Dolphins form complex social alliances

dolphins

Dolphins in Shark Bay, Australia. © Simon Allen

So far, complex social relationships have been considered typically human. A long-term study now shows that dolphins also live in a complex social structure: unrelated males form long-term groups and cooperate both within their group and with other groups. In this way, they increase their reproductive success - and form the largest social networks in the animal world. The findings also open up new perspectives on the social evolution of humans.

If male dolphins want to win over a female alone, they don't have a good chance. They are more successful if they follow and circle the female together with some male comrades. As previous observational studies have shown, close bonds between two to three cooperating males often persist while mating partners change. Pairs or trios of male dolphins swim together, flip-flops on one another, have sex with one another, whistle in turn when separated, and come to one another's aid in combat situations.

Alliances on multiple levels

But even beyond these so-called first-order alliances, male dolphins maintain complex social relationships. A team led by Richard Connor from the University of Massachusetts in Dartmouth in the USA has now shown that male dolphins form a complex network of alliances and in this way increase their reproductive success. The team has been monitoring bottlenose dolphins in Shark Bay, Western Australia, since 1982. For the current study, the researchers analyzed data from 121 males that they observed between 2001 and 2006. "Our analysis reveals the largest known non-human alliance network with highly differentiated relationships between individuals," the researchers write.

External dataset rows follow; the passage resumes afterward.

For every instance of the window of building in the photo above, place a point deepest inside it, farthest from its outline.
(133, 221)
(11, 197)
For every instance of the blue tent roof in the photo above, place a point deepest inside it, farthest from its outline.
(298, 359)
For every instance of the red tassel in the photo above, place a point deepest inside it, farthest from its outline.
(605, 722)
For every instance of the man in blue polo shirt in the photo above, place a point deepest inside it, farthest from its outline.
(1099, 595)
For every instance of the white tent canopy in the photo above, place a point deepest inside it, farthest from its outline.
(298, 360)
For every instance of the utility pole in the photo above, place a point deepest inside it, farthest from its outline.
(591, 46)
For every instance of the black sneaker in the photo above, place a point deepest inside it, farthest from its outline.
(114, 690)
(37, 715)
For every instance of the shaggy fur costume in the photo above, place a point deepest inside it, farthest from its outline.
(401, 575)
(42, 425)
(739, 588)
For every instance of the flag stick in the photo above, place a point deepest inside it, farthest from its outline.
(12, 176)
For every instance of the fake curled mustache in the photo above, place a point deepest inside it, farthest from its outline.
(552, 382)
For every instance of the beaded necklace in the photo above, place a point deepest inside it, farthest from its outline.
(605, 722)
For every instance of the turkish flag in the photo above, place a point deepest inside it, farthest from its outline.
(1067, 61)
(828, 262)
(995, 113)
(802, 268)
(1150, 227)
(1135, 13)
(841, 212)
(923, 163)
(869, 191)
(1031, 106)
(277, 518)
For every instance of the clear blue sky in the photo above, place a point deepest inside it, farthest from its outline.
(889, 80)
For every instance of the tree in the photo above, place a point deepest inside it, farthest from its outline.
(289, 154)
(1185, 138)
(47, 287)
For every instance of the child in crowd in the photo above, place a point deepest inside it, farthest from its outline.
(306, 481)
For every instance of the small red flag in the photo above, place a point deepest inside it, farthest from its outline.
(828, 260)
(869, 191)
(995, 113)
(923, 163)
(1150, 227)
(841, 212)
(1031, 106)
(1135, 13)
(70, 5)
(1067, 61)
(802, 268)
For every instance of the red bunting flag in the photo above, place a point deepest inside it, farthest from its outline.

As early as the 1990s, the team had shown that the pairs or trios of adult males form so-called second-order alliances, which typically consist of four to 14 unrelated individuals. These animals support each other when it comes to courting mates or fighting other competing alliances. The current study now shows that these second-order alliances not only compete with each other, but can also cooperate - and in this way form third-order alliances.

With allies to more reproductive success

"Cooperation between allies is widespread in human societies and one of the hallmarks of our success," says co-author Stephanie King of the University of Bristol. "Our ability to form strategic, cooperative relationships at multiple social levels, such as trade or military alliances at the national and international levels, was previously thought to be unique to our species." The current research indicates that male bottlenose dolphins make up the largest known network of multi-tiered alliances in the animal kingdom. On average, each male had 22 allies, some had as many as 50.

The observations revealed that the alliances enable the males involved to increase their reproductive success. "We show that the length of time these teams of male dolphins associate with females depends on how well connected they are with third-order allies," explains King's colleague Simon Allen. "This means that social ties between the alliances lead to long-term advantages for these males."

New look at the social evolution of man

Until now, cross-group cooperation was considered uniquely human. Anthropologists hypothesized that this form of cooperation evolved on the basis of two other traits that distinguish us from other primates like chimpanzees: pair bonding between males and females, and parental care by the males. "However, our results show that alliances between groups can also arise without these traits, based on a social and mating system more similar to that of chimpanzees," said Connor.

Co-author Michael Krützen from the Institute of Anthropology at the University of Zurich explains: "It is rare that non-primate-related research is conducted by an anthropology department, but our study shows that important insights into the evolution of traits previously considered considered uniquely human can be gleaned from the study of other highly social, large-brained species". From the authors' point of view, the work shows that dolphin societies can also be a valuable model system for understanding human social and cognitive evolution.